There has been a plethora of tracking studies starting last year on how telemedicine stepped in for in-person visits during the early months of the COVID-19 pandemic. Telehealth visits peaked, then tapered off as medical offices reopened. Reviewing our articles:
- Commonwealth/Phreesia: tracking the latter’s practices, they dropped from a high of 13.9 percent on 18 April to 6.3 percent by early October. Where telemedicine use stayed high was behavioral health–psychiatry–which remained at 41 percent.
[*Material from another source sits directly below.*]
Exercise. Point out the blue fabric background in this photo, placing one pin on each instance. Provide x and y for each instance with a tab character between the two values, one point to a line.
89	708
- Epic Health Research Network’s data, which concentrated on hospitals and clinics, showed a similar drop from the mid-April high of 69 percent but ended August at 21 percent. Regionally, the South had the least takeup of telehealth even in the critical period.
- FAIR Health, using insurer claims data, tracked with Commonwealth/Phreesia from 13 percent in April to 6 percent by August.
The latest study has been just published in Health Affairs (abstract free, paid access full study). Using data from 16.7 million commercially insured and Medicare Advantage enrollees from January to June 2020, the steep rise from a negligible base was the same but the percentages were between the Commonwealth and Epic studies. 30.1 percent of all visits were provided via telemedicine (including telephonic) and the weekly number of visits increased twenty-three-fold compared with the prepandemic period. The database also permitted a deeper analysis of usage.
- Telemedicine use was lower in communities with higher rates of poverty (31.9 percent versus 27.9 percent for the lowest and highest quartiles of poverty rate, respectively). Unfortunately for comparison, not included in the information was the actual rate in wealthy counties.
- Overall visits (in-person and virtual) plummeted by 35 percent, a backlog in deferred care still being made up
- Rural telemedicine use was lower than urban–24 percent versus 31 percent by county
- How specialties incorporated telehealth varied widely. As previously reported, psychiatry had a high uptake of telemedicine and reported the least drop in overall visits. Surprisingly, endocrinology (68 percent) and neurology also had high utilization. Only 9 percent of ophthalmologists reported telehealth use, because the physical exam requires highly specialized equipment.
- Management of chronic conditions was in between those two extremes. Conditions like hypertension and diabetes had a big drop in care volume that was mitigated by a large increase in telemedicine use.